Opinion
Argued September 8, 1988
Decided October 20, 1988
Appeal from the Appellate Division of the Supreme Court in the Fourth Judicial Department, Leo F. Hayes, J.
David M. Garber for appellants.
Joseph W. Jerry and Bruce B. Roswig for respondents.
MEMORANDUM.
The order of the Appellate Division should be affirmed, with costs.
Zones which qualify for special exception permits represent a threshold legislative acceptance that the specified use accords with the general municipal zoning plan (Matter of Lee Realty Co. v Village of Spring Val., 61 N.Y.2d 892, 893; Matter of Pleasant Val. Home Constr. v Van Wagner, 41 N.Y.2d 1028, 1029). Unlike the unnecessary hardship standard governing variances, a special exception permit is available upon a showing of compliance with legislatively imposed conditions pertaining to the intended use (Matter of North Shore Steak House v Board of Appeals, 30 N.Y.2d 238, 243-244). Failure to meet any one of the conditions set forth in the ordinance is, however, a sufficient basis upon which the zoning authority may deny the permit application (Matter of Tandem Holding Corp. v Board of Zoning Appeals, 43 N.Y.2d 801, 802).

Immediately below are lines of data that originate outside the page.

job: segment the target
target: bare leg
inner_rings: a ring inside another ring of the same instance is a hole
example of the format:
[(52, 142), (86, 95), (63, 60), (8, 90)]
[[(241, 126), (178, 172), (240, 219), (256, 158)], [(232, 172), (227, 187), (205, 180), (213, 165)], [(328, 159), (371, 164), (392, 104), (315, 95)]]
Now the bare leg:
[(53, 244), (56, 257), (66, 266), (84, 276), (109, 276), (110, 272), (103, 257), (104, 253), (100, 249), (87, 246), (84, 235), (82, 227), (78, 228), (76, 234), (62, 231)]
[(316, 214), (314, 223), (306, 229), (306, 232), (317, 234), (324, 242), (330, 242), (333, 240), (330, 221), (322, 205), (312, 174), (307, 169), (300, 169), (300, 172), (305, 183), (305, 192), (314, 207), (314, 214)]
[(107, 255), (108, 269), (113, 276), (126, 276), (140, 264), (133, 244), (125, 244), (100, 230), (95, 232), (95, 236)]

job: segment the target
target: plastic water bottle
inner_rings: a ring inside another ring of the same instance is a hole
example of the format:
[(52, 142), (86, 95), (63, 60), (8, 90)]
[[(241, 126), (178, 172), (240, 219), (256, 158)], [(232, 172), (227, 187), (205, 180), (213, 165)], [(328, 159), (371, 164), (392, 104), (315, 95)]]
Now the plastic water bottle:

The uses permitted in the Town of DeWitt's Special Business Transitional District include "[r]etail stores, professional offices, business offices, personal service establishments, mortuaries and undertaking establishments, provided that no business is conducted out-of-doors" (DeWitt Town Code § 53-26 [A] [4]; § 53-23 [D] [1]). The Board found, with substantial evidence in the record, that petitioners' otherwise qualifying uses nevertheless failed to comply with at least two legislated preconditions, i.e., the impact of unspecified intended uses of a planned 20,000 square foot structure as being reasonably compatible in all respects with the neighborhood and the adverse affects of aggravated traffic conditions. The courts may not, therefore, disturb the Board's denial of the special permit in this case.
Chief Judge WACHTLER and Judges SIMONS, KAYE, ALEXANDER, TITONE, HANCOCK, JR., and BELLACOSA concur.
Order affirmed, with costs, in a memorandum.